AI Data Privacy & PII Management

Redaction and Anonymisation Techniques

The legal and technical differences between redaction, pseudonymisation, anonymisation, and tokenisation — plus statistical privacy concepts, synthetic data, and building a practical redaction pipeline.

The terminology matters legally

Redaction, pseudonymisation, anonymisation, and tokenisation are not synonyms. They are distinct techniques with different legal implications, different technical implementations, and different impacts on AI utility. Confusing them in a compliance document or a vendor conversation can create real legal exposure.

Here is the precise distinction:

Redaction removes PII entirely and replaces it with a marker. "John Smith called about his account" becomes "[PERSON] called about his account." The original data is destroyed — there is no way to recover "John Smith" from the redacted text. Redacted data is no longer personal data under GDPR because no individual can be identified.

Pseudonymisation replaces PII with consistent artificial identifiers. "John Smith called about his account" becomes "Person_A called about his account," and every occurrence of "John Smith" in the same document becomes "Person_A." The mapping between "John Smith" and "Person_A" is stored separately. Under GDPR, pseudonymised data is still personal data because it can be re-identified using the mapping. However, GDPR explicitly recognises pseudonymisation as a safeguard (Article 4(5) and Recital 26), and it is considered a measure that reduces risk.

Anonymisation transforms data so that no individual can be identified, even by the data controller, even with additional information. Under GDPR, truly anonymised data is no longer personal data and falls outside GDPR scope entirely. The threshold for anonymisation is high: it must be irreversible, and the data must not be re-identifiable "by any means reasonably likely to be used."

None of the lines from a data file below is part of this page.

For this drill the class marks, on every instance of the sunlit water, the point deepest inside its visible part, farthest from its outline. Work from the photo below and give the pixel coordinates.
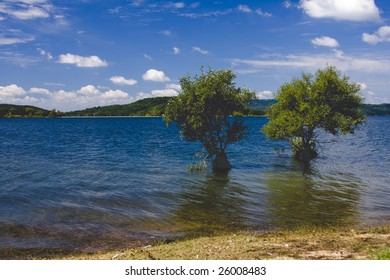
(100, 183)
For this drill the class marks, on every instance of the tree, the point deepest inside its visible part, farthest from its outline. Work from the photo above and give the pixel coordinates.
(326, 101)
(204, 112)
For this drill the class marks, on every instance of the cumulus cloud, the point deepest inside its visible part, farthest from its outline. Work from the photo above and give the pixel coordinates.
(36, 90)
(325, 42)
(26, 10)
(12, 41)
(287, 4)
(82, 61)
(380, 36)
(199, 50)
(170, 90)
(119, 80)
(45, 54)
(176, 50)
(245, 9)
(313, 62)
(11, 90)
(86, 96)
(155, 76)
(357, 10)
(148, 57)
(176, 87)
(164, 92)
(15, 94)
(166, 33)
(14, 36)
(363, 86)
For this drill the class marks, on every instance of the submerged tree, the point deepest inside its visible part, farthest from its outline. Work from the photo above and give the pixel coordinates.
(326, 101)
(207, 110)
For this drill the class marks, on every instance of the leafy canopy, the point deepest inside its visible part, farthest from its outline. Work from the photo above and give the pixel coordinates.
(325, 101)
(202, 111)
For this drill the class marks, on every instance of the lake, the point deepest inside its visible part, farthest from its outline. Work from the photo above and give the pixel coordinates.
(87, 184)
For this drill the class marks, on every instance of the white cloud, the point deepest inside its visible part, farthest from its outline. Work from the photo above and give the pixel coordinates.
(119, 80)
(35, 90)
(178, 5)
(176, 87)
(148, 57)
(199, 50)
(82, 61)
(363, 86)
(89, 90)
(170, 90)
(115, 94)
(176, 50)
(313, 62)
(164, 92)
(86, 96)
(14, 94)
(11, 91)
(380, 36)
(325, 42)
(166, 33)
(287, 4)
(12, 41)
(155, 76)
(26, 10)
(266, 94)
(45, 54)
(30, 13)
(356, 10)
(245, 9)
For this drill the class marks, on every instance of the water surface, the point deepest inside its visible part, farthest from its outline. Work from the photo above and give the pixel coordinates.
(100, 183)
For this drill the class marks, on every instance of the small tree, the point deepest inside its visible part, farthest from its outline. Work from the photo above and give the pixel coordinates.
(204, 112)
(325, 101)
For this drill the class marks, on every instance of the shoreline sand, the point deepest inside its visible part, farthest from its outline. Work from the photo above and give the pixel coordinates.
(298, 244)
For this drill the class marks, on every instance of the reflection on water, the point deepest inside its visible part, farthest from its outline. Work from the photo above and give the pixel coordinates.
(209, 204)
(89, 184)
(300, 197)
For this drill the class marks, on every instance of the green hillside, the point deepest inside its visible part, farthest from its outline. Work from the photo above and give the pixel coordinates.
(144, 107)
(23, 111)
(149, 107)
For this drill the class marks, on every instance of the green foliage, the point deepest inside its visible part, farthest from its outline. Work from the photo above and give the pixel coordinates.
(207, 110)
(144, 107)
(383, 254)
(22, 111)
(325, 101)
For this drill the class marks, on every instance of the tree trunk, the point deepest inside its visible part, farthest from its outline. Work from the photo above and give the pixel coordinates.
(220, 163)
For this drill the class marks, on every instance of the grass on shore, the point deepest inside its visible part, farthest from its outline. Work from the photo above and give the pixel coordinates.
(301, 244)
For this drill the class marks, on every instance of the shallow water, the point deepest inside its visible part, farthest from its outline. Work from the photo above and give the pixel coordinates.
(99, 183)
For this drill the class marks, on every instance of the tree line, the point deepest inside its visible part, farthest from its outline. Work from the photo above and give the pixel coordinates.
(203, 112)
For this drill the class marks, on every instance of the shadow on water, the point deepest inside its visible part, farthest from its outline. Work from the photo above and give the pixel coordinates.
(208, 204)
(302, 196)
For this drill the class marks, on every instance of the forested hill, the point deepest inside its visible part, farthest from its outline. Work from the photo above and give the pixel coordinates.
(149, 107)
(23, 111)
(144, 107)
(156, 106)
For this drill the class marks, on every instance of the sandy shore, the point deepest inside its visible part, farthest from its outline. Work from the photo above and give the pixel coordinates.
(306, 243)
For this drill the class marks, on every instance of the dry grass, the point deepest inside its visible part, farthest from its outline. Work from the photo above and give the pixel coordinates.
(312, 244)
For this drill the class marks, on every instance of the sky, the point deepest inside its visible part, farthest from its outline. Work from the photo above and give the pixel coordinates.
(70, 55)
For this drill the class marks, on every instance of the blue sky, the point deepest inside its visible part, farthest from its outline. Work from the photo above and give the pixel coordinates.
(72, 55)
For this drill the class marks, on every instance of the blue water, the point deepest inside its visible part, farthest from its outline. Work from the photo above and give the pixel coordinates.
(99, 183)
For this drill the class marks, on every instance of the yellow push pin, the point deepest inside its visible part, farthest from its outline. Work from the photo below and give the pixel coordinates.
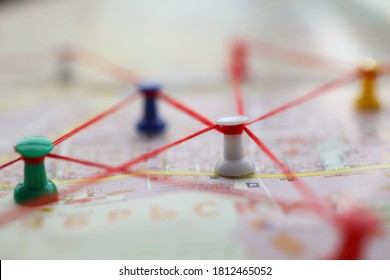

Tokenisation replaces sensitive data elements with non-sensitive tokens that map back to the originals through a tokenisation vault. Unlike pseudonymisation, tokenisation preserves the format of the original data (a 16-digit token replaces a 16-digit card number), making it useful for systems that need format-consistent data. Tokenisation is widely used in PCI DSS contexts to keep cardholder data out of systems that do not need it.

?

Your legal team says 'we can process this data through cloud AI because it has been anonymised.' The data has had names replaced with Person_A, Person_B, etc., with a mapping table stored in your database. Is this actually anonymised?